Earlier this month, CSUN’s College of Health and Human Development recognized 10 physical therapy students for winning scholarships from the Roy and Roxie Campanella Foundation and the Los Angeles Dodgers Foundation. The 2024 scholarship recipients celebrated at a luncheon held Feb. 2 at the Orchard Conference Center on campus, and they’ll be honored at Dodger Stadium in late April.
At the luncheon, eminent guests including Joni Campanella, daughter of Roy and Roxie Campanella, and Nichol Whiteman, CEO of the Dodgers Foundation, lauded the students for their hard work and dedication.
The scholarships recognize students who dedicate their careers, and lives, to physical therapy. This year’s recipients are: Jasmine Amirian, Sanwal Dilshad, Olivia Gonzalez, Brandon Guerrero, Esmeralda Huambachano, Cassandra Hutchinson, Kyle Llorens, Pat Metoki, Mauricio Pineda and Sabrina Shahbandeh.
Many of the recipients expressed their shared experience of being first-generation graduate students, having a history with sports, and having a traumatic injury within their family that inspired their career in physical therapy.

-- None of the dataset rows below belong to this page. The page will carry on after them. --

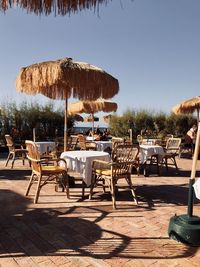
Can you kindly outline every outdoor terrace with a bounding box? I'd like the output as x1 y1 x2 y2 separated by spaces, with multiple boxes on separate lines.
0 157 200 267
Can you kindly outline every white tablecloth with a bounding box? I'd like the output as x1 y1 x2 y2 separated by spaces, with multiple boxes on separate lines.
140 145 164 164
35 141 56 155
142 138 160 145
60 150 110 186
94 141 112 151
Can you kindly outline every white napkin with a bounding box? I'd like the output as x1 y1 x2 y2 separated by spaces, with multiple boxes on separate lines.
193 178 200 199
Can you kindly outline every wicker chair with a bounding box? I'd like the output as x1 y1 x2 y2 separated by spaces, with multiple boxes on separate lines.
5 134 27 168
162 138 181 171
25 140 69 203
78 134 97 150
89 144 139 209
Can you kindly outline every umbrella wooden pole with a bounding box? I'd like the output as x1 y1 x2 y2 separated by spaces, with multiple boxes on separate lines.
64 99 68 151
92 113 94 137
33 128 36 142
188 122 200 217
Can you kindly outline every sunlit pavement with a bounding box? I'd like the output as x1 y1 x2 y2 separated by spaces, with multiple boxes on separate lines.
0 158 200 267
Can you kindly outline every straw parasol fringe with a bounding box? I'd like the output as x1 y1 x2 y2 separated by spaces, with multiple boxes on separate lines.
0 0 112 16
16 58 119 150
68 100 117 114
172 96 200 122
16 58 119 100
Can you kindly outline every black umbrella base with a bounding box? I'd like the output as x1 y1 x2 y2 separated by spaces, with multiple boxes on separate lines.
168 214 200 245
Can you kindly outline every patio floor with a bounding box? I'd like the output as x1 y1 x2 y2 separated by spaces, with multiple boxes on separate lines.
0 155 200 267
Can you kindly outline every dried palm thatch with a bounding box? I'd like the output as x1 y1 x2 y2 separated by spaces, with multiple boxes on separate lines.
73 114 84 122
103 114 113 123
0 0 112 16
68 100 117 114
16 58 119 100
172 96 200 121
84 114 99 122
16 58 119 149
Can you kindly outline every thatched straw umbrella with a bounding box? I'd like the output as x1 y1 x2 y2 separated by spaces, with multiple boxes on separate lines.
103 114 113 123
0 0 111 16
84 114 99 122
16 58 119 150
73 114 84 122
68 99 117 133
172 96 200 122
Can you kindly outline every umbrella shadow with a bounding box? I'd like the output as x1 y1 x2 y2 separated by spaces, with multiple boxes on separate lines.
136 184 199 206
0 190 197 259
0 169 31 181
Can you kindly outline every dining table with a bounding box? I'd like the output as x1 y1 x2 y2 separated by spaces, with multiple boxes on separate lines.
35 141 56 155
60 150 110 186
140 144 165 176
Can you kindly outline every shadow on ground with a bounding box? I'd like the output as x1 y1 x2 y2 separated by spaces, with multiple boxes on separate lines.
0 190 197 259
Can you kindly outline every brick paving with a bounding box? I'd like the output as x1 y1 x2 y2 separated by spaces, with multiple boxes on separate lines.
0 158 200 267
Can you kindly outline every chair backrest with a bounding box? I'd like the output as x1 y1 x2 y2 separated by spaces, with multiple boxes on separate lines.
25 140 41 173
113 144 139 175
5 134 15 152
166 138 181 153
69 135 78 150
137 134 143 145
78 134 86 150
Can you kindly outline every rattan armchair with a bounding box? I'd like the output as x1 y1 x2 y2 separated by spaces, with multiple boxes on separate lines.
25 140 69 203
5 134 27 168
78 134 97 150
162 138 181 171
89 144 139 209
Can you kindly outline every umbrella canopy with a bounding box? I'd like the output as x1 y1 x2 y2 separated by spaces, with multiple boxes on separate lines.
68 99 117 133
16 58 119 150
68 100 117 114
84 114 99 122
73 114 84 122
172 96 200 121
103 114 113 123
0 0 111 15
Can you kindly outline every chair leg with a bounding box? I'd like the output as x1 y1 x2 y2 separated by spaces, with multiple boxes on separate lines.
63 173 70 199
5 153 13 167
110 179 116 209
82 180 85 199
34 175 42 204
89 173 96 200
25 173 35 196
126 177 138 205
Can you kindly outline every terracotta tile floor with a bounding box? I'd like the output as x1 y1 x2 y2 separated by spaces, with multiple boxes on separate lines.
0 155 200 267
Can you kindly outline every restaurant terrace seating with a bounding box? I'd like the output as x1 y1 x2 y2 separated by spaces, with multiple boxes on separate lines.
25 140 69 203
5 134 27 168
78 134 97 150
89 144 139 209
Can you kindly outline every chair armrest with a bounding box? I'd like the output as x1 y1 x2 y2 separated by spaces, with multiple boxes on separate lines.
27 155 46 163
92 159 113 169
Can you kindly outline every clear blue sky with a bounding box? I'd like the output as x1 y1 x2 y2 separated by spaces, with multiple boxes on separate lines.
0 0 200 119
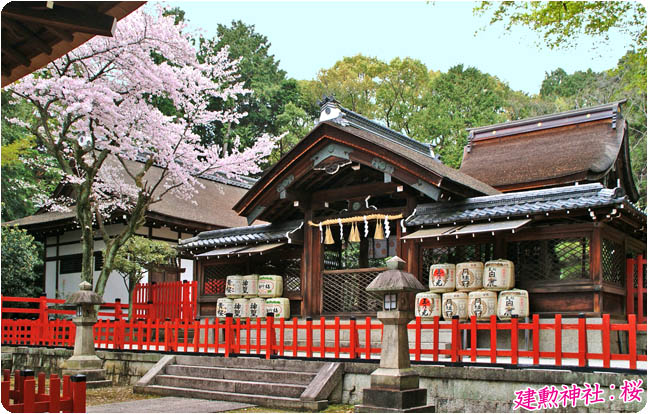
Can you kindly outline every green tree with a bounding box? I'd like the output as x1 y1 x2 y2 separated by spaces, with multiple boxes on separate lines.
0 226 43 298
415 65 509 168
473 1 646 54
114 236 177 319
197 20 298 154
0 90 60 221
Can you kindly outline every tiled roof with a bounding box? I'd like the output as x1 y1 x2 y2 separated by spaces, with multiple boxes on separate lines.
406 183 646 226
178 220 303 250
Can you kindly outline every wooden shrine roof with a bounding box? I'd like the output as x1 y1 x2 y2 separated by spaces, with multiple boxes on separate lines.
2 1 145 87
406 183 646 229
459 102 639 201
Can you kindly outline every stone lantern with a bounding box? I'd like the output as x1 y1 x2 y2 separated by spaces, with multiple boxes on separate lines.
63 281 111 388
356 257 434 412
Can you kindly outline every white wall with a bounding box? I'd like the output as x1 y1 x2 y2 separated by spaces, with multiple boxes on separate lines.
45 224 193 303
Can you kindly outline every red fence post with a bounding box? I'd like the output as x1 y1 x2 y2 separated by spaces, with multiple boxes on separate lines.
533 313 540 365
349 316 357 359
578 313 587 367
601 313 610 368
418 316 422 361
306 316 313 358
637 254 646 323
71 375 86 413
511 315 519 365
266 313 274 359
554 314 562 366
628 315 637 369
470 315 477 362
450 315 461 362
488 315 497 364
626 257 639 315
225 313 233 357
49 374 61 413
23 376 36 413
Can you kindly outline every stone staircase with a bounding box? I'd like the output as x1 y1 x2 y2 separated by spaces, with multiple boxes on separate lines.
133 355 344 411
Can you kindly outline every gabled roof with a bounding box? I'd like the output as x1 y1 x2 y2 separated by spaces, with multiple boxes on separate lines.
2 1 146 87
234 99 498 221
406 183 646 226
178 220 303 250
459 101 639 201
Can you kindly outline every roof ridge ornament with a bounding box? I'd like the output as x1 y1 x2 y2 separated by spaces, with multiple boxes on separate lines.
317 95 347 126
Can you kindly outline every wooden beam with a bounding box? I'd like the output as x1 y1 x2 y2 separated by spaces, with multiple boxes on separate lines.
2 19 52 55
2 3 117 37
313 183 398 203
2 42 31 66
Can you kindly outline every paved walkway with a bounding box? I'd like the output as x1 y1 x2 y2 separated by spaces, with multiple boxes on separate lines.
87 397 254 413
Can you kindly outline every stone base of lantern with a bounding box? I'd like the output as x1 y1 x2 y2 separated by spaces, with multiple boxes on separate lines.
355 388 435 413
62 355 112 388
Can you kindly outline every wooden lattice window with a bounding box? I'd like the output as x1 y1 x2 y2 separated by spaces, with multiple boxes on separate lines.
59 254 83 274
322 268 386 314
507 237 590 282
421 243 493 286
601 239 625 286
202 263 246 295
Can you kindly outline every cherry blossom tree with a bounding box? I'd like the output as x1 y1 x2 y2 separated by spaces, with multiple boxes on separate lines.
4 8 275 294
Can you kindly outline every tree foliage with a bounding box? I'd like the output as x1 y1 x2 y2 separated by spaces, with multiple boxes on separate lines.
0 226 43 298
474 1 646 53
5 9 273 294
114 236 177 319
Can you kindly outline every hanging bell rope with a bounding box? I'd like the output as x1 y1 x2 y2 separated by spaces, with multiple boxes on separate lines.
324 226 335 244
308 214 403 227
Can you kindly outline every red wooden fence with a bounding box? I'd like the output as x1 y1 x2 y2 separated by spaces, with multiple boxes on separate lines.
2 369 86 413
626 255 646 323
133 281 198 320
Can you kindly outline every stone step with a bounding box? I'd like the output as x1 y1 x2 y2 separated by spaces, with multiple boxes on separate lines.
138 385 328 411
166 364 316 385
175 355 325 373
155 375 306 398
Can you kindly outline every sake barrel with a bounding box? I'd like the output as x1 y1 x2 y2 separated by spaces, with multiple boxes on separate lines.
414 292 441 320
249 298 266 318
225 275 243 299
483 259 515 291
216 298 234 319
243 275 259 298
429 263 455 293
441 292 468 319
497 289 529 321
233 298 250 318
266 298 290 319
468 290 497 321
455 262 484 292
259 275 283 298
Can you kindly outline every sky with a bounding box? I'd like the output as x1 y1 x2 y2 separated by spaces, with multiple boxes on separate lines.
167 1 628 94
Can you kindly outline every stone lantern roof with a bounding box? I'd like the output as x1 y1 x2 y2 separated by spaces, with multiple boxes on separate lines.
366 256 426 293
65 281 103 305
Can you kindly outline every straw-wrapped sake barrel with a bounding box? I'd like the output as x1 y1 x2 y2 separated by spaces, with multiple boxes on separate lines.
483 259 515 291
429 263 456 293
233 298 250 318
243 275 259 298
259 275 283 298
455 262 484 292
250 298 266 318
441 292 468 319
414 292 441 320
468 290 497 321
266 298 290 319
216 298 234 319
497 289 529 321
225 275 243 299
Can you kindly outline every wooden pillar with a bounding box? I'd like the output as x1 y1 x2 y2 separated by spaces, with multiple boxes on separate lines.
590 223 603 313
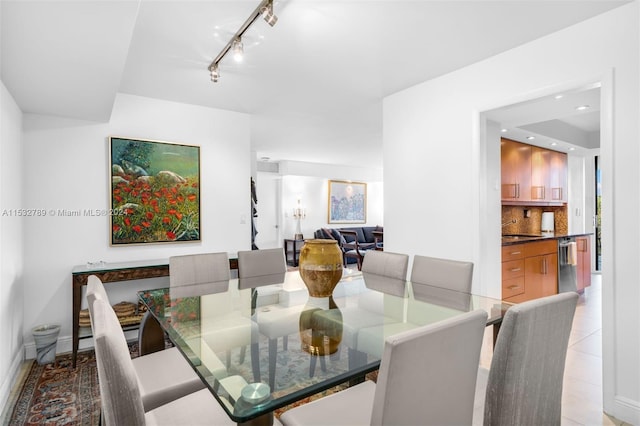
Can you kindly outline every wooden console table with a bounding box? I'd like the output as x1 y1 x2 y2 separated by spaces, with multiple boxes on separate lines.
284 238 304 266
71 258 238 368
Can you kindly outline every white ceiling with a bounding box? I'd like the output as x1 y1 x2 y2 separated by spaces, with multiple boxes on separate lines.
0 0 628 167
485 83 600 154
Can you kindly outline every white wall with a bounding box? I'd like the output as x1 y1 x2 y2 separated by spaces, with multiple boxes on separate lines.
383 2 640 424
0 82 24 406
22 94 251 357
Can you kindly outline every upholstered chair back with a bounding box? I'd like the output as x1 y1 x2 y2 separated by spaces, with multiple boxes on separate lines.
90 298 145 426
238 248 287 288
371 310 487 425
411 255 473 293
169 252 231 287
484 293 578 426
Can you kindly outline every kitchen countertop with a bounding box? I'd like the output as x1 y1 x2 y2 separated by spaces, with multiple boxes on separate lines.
502 232 593 246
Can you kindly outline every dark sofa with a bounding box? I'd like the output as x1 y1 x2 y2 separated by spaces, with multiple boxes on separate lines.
313 226 384 268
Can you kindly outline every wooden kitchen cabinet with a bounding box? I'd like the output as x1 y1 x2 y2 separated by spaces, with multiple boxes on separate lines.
549 150 568 203
500 138 531 201
502 239 558 303
576 236 591 293
531 146 567 203
500 138 567 205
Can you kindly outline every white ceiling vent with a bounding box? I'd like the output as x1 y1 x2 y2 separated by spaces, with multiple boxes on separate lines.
258 161 280 173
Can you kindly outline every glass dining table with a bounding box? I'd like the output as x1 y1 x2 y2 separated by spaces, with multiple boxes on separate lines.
138 269 509 424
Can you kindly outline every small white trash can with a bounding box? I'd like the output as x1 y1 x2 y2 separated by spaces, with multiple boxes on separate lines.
31 324 60 365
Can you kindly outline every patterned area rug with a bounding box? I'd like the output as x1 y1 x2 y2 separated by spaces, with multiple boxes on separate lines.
7 339 377 426
9 351 100 426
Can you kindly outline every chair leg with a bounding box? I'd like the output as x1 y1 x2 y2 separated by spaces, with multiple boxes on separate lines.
269 339 278 392
240 346 247 364
251 342 260 383
309 354 318 377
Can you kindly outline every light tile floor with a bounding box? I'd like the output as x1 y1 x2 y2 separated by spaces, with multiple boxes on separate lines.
480 274 627 426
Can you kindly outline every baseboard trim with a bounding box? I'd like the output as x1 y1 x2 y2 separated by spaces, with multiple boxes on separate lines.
0 348 24 424
613 396 640 425
24 336 78 359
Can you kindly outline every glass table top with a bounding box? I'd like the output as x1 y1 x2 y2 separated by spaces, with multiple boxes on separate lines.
138 270 509 422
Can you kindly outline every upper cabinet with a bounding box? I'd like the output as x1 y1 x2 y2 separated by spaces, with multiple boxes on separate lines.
500 138 531 201
501 138 567 205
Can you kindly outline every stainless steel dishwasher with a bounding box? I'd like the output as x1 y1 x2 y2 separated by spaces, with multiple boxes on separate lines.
558 237 578 293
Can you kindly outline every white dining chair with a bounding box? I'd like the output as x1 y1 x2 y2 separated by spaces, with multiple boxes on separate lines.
280 310 487 426
473 292 578 426
324 250 409 367
90 298 236 426
87 275 205 411
411 255 473 295
169 252 231 287
362 250 409 297
238 248 302 390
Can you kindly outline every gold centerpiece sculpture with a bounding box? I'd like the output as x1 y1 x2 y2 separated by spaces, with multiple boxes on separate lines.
299 239 342 297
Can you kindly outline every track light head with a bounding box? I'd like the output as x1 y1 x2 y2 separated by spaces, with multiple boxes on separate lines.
209 0 278 83
209 64 220 83
260 1 278 27
231 37 244 62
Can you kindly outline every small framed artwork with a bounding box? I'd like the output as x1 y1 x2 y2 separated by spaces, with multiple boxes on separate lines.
328 180 367 223
109 137 200 246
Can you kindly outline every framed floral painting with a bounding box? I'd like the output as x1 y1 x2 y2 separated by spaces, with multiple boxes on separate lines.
328 180 367 223
109 137 200 246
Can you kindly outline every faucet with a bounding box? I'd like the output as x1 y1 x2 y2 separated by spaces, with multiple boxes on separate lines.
502 219 518 228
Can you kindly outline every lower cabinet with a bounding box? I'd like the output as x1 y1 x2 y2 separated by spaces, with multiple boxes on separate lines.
576 235 591 293
502 240 558 303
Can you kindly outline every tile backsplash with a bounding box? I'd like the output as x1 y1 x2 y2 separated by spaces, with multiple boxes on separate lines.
502 206 569 234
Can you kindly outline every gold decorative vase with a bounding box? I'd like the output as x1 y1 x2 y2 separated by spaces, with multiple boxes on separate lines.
299 239 342 297
300 296 342 355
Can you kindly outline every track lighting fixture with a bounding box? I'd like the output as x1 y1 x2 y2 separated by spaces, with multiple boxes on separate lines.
233 37 244 62
208 0 278 83
209 64 220 83
260 0 278 27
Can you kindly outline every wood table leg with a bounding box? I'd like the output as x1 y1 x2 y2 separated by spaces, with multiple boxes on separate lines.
138 311 165 356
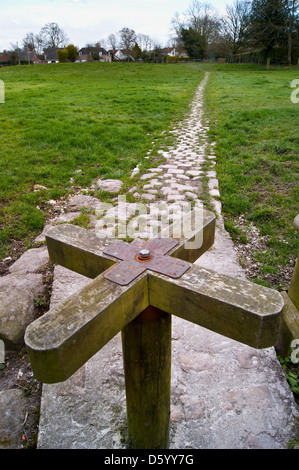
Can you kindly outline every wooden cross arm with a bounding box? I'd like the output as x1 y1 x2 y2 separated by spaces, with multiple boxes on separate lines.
46 209 216 279
25 265 284 383
148 265 284 349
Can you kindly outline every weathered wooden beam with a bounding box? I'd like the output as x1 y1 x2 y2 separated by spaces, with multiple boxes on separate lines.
161 208 216 263
148 265 284 349
276 292 299 357
46 224 116 279
25 274 148 383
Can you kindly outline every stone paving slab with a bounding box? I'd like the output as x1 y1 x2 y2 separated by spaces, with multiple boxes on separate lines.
38 76 298 449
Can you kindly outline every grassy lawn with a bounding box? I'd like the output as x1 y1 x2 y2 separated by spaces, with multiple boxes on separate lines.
205 65 299 288
0 63 203 259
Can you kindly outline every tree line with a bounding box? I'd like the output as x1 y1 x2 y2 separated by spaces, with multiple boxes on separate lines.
5 0 299 64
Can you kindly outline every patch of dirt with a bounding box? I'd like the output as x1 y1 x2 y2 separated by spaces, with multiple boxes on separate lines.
233 217 296 290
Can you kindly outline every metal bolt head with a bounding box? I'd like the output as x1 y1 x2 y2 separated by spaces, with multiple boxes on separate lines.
139 249 150 259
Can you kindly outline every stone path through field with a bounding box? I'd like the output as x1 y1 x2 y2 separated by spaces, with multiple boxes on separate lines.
38 74 297 449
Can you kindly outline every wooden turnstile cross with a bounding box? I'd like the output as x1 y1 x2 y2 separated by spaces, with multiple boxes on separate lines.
25 211 283 449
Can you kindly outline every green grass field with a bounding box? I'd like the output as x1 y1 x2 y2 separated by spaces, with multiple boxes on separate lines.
0 63 203 258
0 63 299 287
206 65 299 288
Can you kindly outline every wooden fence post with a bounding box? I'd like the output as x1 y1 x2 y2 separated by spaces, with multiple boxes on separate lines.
122 306 171 449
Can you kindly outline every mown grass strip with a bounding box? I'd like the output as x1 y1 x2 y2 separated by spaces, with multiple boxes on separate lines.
206 65 299 288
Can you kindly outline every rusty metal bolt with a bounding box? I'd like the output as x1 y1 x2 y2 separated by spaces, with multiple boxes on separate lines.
139 249 150 259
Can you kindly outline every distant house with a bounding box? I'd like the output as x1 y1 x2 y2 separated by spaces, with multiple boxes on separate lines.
45 47 59 64
76 46 112 62
19 51 40 64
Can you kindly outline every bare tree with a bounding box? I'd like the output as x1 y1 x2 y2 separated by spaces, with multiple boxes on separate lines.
119 28 137 60
40 23 68 49
137 33 153 51
221 0 250 55
107 33 117 51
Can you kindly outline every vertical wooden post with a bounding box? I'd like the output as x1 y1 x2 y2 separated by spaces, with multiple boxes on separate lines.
122 306 171 449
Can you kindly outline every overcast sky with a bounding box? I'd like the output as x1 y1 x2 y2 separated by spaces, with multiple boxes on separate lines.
0 0 231 51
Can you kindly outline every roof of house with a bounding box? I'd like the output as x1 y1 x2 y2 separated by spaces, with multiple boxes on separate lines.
0 51 10 62
79 46 108 55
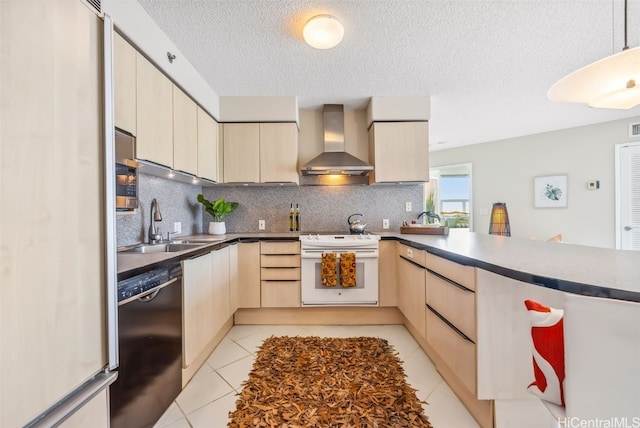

Amirian, a second-year graduate student, grew up in a Mexican-Persian household.
“One key part of my childhood was going to Dodger games,” which made this scholarship that much more special to her, she said. Her passion for physical therapy started at a young age as a softball player but grew when her grandmother went through physical therapy after a car accident.
“The impact the therapists had on her rehab really inspired me to push toward that direction,” Amirian said.
Family connections were a common theme among the scholarship winners.
“When I was a senior in high school, I was asked who my hero was. I replied, ‘my father,'” Dilshad said. He gave a heartfelt speech about his Pakistani upbringing and his family’s sacrifices, which ultimately led him to where he is today, Dilshad said. The selflessness, passion and discipline he saw from his own relatives as a child inspired his passions and motivation toward his career.
“This scholarship means so much to me because when I look at the history behind it, I see a daughter, (Joni Campanella), making active effort to keep her family’s legacy alive,” he said.
Llorens, who works as an EMT on top of his graduate studies, also shared his appreciation for his family.
“Teamwork, compassion and care are just a few core values my family has instilled in me since day one. They also made sure I love the Dodgers,” he said, “It’s pretty safe to say that my blood will continue to run Dodger blue.”
Joni Campanella shared her appreciation for her family as well. She congratulated this year’s scholars and thanked them for helping keep her parents’ dreams alive. Just as many of the recipients are the first in their family to go to college, she said, her family knows what it is like to be the first. Her father, Roy “Campy” Campanella, was the first Black catcher in the Major Leagues.
“My dad always kept his eye on the ball, the ball of his dreams,” she said.
She reflected on the nickname “Campy” and explained what she felt each letter stood for — courage, attitude, motivation, passion and youthfulness. “Each of you have ‘C.A.M.P.Y.,'” she told the physical therapy students.
Her father’s career came to a sudden end after a traumatic car accident in 1958 that left him paralyzed. “My father always credited his physical therapist as the person who helped to motivate him and give him back his will to live,” she said.
For more than a dozen years, the Campanella Foundation and the Dodgers Foundation have teamed up to provide financial assistance to CSUN physical therapy students who show outstanding clinical potential as they proceed through the program. CSUN’s three-year physical therapy doctorate program prepares its students with the skills, technique and experience to make a difference in the lives of their future patients.
Joni Campanella encouraged this year’s scholarship winners to maintain “C.A.M.P.Y.” throughout their career. She thanked them for choosing a field that is focused on helping others, which she saw throughout her upbringing.
“Helping others is the most important thing you could do,” she said.